Inline caching

January 14, 2021

Inline caching is a popular technique for runtime optimization. It was first introduced in 1984 in Deutsch & Schiffman’s paper Efficient implementation of the smalltalk-80 system [PDF] but has had a long-lasting legacy in today’s dynamic language implementations. Runtimes like the Hotspot JVM, V8, and SpiderMonkey use it to improve the performance of code written for those virtual machines.

In this blog post, I will attempt to distill the essence of inline caching using a small and relatively useless bytecode interpreter built solely for this blog post. The caching strategy in this demo is a technique similar to the ideas from Inline Caching meets Quickening [PDF] in that it caches function pointers instead of making use of a JIT compiler.

Background

In many compiled programming languages like C and C++, types and attribute locations are known at compile time. This makes code like the following fast:

#include "foo.h"

Foo do_add(Foo left, Foo right) {
  return left.add(right);
}

The compiler knows precisely what type left and right are (it’s Foo) and also where the method add is in the executable. If the implementation is in the header file, it may even be inlined and do_add may be optimized to a single instruction. Check out the assembly from objdump:

0000000000401160 <_Z6do_add3FooS_>:
  401160:	48 83 ec 18          	sub    $0x18,%rsp
  401164:	89 7c 24 0c          	mov    %edi,0xc(%rsp)
  401168:	48 8d 7c 24 0c       	lea    0xc(%rsp),%rdi
  40116d:	e8 0e 00 00 00       	callq  401180 <_ZN3Foo3addES_>
  401172:	48 83 c4 18          	add    $0x18,%rsp
  401176:	c3                   	retq

All it does is save the parameters to the stack, call Foo::add, and then restore the stack.

In more dynamic programming languages, it is often impossible to determine at runtime startup what type any given variable binding has. We’ll use Python as an example to illustrate how dynamism makes this tricky, but this constraint is broadly applicable to Ruby, JavaScript, etc.

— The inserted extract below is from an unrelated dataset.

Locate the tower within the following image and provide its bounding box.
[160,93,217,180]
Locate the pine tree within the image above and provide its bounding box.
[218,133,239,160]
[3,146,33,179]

Consider the following Python snippet:

def do_add(left, right):
    return left.add(right)

Due to Python’s various dynamic features, the compiler cannot in general know what type left is and therefore what code to run when reading left.add. This program will be compiled down to a couple Python bytecode instructions that do a very generic LOAD_METHOD/CALL_METHOD operation:

>>> import dis
>>> dis.dis("""
... def do_add(left, right):
...     return left.add(right)
... """)
[snip]
Disassembly of <code object do_add at 0x7f0b40cf49d0, file "<dis>", line 2>:
  3           0 LOAD_FAST                0 (left)
              2 LOAD_METHOD              0 (add)
              4 LOAD_FAST                1 (right)
              6 CALL_METHOD              1
              8 RETURN_VALUE

>>> 

This LOAD_METHOD Python bytecode instruction is unlike the x86 mov instruction in that LOAD_METHOD is not given an offset into left, but instead is given the name "add". It has to go and figure out how to read add from left’s type — which could change from call to call.

In fact, even if the parameters were typed (which is a new feature in Python 3), the same code would be generated. Writing left: Foo means that left is a Foo or a subclass.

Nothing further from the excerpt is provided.